Posted:  Monday, September 10, 2012

Consistency is key when encouraging a healthy toddler diet – prime focus areas include: a positive eating environment, appropriate portion size, education and meeting developmental needs.

Planes, trains, and automobiles—these are all tricks that parents and caregivers use to get food into their children's mouths. These methods may work for a while, but once a child reaches the toddler age, he craves the independence to do it himself, learning, exploring and deciding on his own what he will, or will not eat. Of course, this can create special mealtime challenges, the most difficult being: How do I help maintain my child's healthy diet when he doesn't want to eat his vegetables?

The Feeding Infants and Toddlers Study™ (FITS) recently reviewed the transition to table foods, and showed that during this pivotal developmental time, children go from several fruits and vegetables a day to almost none. This finding was echoed in the Continuing Survey of Food Intakes of Individuals, in which 63% of children aged two to nine years weren't consuming the recommended number of fruits, and 78% weren't consuming the recommended number of vegetables. (Lack of availability, "finicky" eating, or the perceived taste of vegetables could be possible causes.)

Highlighted nutritional concerns included calcium, fibre, fruit and vegetable intake; portions; and the alarming number of high-calorie, low-nutrient-density foods that enter the diet at this time.
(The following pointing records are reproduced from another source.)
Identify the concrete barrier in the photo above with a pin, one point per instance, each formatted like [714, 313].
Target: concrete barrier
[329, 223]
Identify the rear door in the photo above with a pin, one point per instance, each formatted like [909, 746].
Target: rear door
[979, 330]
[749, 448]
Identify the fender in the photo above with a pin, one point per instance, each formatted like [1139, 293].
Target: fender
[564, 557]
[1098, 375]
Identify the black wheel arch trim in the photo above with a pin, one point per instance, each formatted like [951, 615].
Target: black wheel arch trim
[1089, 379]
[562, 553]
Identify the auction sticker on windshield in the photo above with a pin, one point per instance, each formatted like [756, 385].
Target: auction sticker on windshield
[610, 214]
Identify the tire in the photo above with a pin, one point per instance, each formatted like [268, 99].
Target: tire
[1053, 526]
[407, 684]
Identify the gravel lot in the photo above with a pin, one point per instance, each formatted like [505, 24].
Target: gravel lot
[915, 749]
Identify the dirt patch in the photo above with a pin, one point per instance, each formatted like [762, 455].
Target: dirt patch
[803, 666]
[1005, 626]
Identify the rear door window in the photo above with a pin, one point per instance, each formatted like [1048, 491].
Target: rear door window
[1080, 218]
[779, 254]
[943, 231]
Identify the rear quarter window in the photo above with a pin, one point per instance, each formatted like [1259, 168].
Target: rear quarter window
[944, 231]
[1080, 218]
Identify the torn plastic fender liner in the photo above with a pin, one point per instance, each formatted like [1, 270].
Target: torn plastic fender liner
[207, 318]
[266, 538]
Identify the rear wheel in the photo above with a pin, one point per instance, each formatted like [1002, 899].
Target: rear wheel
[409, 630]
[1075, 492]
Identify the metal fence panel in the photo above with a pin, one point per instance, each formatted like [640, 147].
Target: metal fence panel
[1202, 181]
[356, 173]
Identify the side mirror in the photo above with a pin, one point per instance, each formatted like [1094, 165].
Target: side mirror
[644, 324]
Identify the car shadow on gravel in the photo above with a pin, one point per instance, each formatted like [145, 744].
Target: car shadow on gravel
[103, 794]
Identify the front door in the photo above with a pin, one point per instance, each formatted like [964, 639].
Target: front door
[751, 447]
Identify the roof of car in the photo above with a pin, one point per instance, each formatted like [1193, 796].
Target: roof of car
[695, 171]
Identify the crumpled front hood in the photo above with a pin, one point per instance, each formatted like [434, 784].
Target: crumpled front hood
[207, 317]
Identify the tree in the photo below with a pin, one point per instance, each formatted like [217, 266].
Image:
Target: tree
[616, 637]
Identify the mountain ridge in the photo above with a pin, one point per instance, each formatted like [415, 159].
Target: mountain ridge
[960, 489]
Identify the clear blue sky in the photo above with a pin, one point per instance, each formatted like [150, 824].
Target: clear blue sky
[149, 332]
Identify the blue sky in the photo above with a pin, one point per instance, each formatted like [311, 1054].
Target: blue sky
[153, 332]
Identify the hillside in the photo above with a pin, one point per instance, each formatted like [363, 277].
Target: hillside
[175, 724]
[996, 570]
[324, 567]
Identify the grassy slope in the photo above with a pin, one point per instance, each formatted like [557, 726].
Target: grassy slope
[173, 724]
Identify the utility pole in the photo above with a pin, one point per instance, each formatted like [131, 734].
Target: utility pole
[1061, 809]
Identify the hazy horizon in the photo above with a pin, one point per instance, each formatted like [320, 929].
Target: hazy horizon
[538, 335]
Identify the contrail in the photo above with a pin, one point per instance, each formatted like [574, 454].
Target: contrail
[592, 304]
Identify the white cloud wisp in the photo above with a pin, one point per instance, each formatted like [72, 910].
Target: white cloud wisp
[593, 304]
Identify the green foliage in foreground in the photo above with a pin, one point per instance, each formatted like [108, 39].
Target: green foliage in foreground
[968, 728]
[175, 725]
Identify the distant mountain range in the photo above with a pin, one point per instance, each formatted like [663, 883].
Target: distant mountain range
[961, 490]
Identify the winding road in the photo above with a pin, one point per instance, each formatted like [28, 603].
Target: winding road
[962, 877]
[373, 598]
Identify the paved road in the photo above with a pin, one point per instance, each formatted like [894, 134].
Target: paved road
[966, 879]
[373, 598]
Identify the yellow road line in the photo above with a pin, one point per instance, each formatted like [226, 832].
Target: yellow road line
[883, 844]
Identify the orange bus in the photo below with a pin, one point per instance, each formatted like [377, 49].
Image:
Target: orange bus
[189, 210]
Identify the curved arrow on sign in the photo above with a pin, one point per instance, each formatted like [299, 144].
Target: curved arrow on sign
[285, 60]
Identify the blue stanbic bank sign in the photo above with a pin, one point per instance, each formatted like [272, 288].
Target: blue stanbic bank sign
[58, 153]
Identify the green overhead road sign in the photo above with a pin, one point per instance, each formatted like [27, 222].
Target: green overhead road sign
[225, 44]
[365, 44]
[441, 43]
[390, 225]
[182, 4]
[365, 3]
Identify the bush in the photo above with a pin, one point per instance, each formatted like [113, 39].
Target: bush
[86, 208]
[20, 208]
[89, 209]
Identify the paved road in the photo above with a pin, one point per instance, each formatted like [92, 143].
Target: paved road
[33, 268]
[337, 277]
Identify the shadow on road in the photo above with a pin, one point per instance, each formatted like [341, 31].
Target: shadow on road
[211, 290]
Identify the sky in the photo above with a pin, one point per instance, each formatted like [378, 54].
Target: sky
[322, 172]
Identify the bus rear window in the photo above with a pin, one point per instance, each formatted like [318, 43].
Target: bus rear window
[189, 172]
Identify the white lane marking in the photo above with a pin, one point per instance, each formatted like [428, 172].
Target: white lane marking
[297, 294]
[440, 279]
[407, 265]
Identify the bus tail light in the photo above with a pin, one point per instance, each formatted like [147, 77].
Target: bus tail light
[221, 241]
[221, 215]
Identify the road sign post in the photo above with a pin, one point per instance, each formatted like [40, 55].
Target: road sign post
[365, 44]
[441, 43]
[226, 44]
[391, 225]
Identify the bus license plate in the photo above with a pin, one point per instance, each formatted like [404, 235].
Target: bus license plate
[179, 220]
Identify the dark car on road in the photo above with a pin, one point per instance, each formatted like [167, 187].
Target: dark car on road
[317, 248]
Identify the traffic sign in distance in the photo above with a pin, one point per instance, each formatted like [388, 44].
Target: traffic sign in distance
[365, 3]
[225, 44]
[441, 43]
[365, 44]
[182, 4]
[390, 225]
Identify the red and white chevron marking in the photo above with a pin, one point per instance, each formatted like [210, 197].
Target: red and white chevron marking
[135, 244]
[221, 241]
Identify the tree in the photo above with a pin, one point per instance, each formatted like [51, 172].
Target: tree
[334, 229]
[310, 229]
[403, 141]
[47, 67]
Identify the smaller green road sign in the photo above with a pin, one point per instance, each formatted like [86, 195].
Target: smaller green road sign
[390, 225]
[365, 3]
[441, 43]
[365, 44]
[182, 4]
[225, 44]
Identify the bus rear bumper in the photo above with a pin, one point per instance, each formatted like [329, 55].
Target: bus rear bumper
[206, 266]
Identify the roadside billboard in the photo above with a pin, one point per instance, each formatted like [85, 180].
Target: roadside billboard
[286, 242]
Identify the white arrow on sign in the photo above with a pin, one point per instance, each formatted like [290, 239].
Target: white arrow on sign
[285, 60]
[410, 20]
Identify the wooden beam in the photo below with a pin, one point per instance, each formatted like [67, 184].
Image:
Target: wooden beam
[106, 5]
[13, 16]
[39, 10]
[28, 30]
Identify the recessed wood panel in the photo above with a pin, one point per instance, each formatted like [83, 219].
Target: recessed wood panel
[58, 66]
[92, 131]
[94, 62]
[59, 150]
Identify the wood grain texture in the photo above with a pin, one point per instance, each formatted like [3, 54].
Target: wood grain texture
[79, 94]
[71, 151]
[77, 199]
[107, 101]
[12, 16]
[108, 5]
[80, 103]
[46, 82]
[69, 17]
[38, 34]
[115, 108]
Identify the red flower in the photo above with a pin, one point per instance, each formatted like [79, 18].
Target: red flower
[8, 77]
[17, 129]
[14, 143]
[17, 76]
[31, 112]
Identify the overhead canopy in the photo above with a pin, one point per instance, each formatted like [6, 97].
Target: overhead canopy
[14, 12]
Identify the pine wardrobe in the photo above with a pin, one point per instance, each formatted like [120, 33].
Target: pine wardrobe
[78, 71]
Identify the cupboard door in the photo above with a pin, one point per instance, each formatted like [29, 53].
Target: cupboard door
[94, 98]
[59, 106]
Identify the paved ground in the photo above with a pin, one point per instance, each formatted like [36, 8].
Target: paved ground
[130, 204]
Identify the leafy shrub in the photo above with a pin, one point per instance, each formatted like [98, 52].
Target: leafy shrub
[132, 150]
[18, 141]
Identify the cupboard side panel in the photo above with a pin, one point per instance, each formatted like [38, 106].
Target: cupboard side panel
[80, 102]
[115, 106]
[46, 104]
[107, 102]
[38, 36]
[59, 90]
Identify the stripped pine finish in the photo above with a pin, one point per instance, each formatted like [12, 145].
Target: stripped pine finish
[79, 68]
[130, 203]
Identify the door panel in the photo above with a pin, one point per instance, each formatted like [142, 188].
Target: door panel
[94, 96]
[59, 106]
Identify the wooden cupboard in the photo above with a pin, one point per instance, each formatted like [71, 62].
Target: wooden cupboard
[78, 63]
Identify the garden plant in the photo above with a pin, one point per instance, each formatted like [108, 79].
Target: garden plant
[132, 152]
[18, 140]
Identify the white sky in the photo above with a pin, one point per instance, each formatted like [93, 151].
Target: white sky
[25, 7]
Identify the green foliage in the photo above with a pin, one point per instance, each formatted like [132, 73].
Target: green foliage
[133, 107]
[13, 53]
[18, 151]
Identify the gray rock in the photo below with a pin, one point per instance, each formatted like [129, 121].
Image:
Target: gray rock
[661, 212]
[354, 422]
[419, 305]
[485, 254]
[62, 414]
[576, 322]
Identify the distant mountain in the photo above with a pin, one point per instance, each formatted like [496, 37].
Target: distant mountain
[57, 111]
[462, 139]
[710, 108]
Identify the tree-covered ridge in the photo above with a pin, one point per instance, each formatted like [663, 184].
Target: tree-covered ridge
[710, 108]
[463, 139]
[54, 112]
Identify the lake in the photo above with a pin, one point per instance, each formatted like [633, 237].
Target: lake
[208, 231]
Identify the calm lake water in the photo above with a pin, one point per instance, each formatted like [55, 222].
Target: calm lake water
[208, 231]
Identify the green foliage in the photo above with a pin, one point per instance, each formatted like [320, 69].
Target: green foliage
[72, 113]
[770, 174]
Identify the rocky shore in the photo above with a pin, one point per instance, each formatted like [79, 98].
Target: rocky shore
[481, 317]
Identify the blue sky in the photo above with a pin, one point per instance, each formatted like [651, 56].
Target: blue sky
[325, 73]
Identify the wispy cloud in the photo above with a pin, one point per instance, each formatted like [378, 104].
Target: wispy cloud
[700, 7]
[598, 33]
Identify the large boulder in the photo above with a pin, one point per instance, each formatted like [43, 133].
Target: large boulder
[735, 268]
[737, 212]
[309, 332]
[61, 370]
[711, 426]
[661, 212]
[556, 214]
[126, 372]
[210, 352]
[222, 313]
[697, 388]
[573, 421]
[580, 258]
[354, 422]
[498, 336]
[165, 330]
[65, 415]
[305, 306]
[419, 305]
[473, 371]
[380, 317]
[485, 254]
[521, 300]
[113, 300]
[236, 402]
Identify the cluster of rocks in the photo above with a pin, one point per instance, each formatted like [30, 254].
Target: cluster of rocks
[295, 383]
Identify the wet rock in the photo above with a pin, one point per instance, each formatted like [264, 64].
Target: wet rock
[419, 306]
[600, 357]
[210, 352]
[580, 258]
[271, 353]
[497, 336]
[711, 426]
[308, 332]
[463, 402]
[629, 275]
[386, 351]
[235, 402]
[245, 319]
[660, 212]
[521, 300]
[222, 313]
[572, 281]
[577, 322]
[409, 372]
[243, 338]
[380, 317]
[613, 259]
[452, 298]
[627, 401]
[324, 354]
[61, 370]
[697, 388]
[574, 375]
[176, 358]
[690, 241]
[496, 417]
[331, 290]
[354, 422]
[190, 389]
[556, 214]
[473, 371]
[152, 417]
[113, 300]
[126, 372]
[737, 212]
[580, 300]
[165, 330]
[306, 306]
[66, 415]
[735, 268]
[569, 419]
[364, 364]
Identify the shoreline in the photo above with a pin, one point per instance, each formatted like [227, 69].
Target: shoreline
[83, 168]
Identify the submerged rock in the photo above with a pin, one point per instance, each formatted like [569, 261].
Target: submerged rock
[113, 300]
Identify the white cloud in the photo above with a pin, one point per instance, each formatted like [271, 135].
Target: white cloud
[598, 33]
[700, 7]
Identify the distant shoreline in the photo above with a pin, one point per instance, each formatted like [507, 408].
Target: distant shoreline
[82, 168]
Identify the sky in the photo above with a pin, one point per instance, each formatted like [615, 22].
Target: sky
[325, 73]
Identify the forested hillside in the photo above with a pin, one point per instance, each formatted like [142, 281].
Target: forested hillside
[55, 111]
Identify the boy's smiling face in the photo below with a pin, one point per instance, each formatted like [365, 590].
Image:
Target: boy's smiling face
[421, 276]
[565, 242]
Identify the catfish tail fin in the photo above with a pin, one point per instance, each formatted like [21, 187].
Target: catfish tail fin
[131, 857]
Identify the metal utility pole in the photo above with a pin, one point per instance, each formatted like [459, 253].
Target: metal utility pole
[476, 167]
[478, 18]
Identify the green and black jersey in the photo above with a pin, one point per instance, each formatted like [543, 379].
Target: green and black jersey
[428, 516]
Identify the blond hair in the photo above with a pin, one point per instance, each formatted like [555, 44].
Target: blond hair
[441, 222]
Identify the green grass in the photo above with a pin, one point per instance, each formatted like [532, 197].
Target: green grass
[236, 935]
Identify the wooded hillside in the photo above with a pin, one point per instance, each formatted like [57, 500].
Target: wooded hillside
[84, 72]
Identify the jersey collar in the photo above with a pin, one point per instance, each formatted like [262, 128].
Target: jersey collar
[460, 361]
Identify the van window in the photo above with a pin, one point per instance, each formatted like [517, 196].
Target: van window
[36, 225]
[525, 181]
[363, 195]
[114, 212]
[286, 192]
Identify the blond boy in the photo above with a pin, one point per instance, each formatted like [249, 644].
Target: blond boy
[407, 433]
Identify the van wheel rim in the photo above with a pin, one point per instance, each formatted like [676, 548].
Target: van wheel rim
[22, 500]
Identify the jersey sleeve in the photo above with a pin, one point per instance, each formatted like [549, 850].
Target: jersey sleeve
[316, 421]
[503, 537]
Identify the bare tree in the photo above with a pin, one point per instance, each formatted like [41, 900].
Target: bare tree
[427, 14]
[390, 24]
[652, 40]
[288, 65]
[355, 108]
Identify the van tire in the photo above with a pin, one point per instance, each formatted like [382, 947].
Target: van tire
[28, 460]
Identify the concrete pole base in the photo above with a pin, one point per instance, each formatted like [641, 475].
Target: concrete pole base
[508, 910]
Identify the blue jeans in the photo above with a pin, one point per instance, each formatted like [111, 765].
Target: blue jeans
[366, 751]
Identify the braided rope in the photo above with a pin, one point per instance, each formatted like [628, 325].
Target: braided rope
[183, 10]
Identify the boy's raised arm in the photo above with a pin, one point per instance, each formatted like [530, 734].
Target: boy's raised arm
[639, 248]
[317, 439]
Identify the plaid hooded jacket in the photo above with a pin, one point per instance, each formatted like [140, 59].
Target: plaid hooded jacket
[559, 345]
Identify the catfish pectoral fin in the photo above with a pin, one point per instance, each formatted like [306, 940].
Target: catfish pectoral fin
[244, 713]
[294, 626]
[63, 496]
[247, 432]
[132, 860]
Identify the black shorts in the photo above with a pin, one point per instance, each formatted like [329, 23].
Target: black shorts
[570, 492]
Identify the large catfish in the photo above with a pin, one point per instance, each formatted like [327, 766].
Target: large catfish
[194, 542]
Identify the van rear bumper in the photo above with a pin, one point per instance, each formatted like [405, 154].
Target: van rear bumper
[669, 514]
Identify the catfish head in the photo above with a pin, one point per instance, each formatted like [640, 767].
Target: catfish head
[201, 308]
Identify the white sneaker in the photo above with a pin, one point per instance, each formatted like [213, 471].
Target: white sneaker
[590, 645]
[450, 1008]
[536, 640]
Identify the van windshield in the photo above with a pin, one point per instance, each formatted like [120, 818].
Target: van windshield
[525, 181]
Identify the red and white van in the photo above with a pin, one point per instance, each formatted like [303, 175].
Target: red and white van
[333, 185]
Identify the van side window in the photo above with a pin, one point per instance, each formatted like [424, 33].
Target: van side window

Overall, despite the efforts of food organisations, health care professionals and the media, there remains little change in the dangerous trend of children consuming unhealthy diets. As more of our toddlers transition away from fruits and vegetables toward fatty, salty and sugary snacks and meals, more are ending up obese or with a higher risk profile for many diseases. Now, more than ever, we need to increase our efforts to get the message through to parents: establishing healthy eating habits at the toddler age is absolutely critical to future development.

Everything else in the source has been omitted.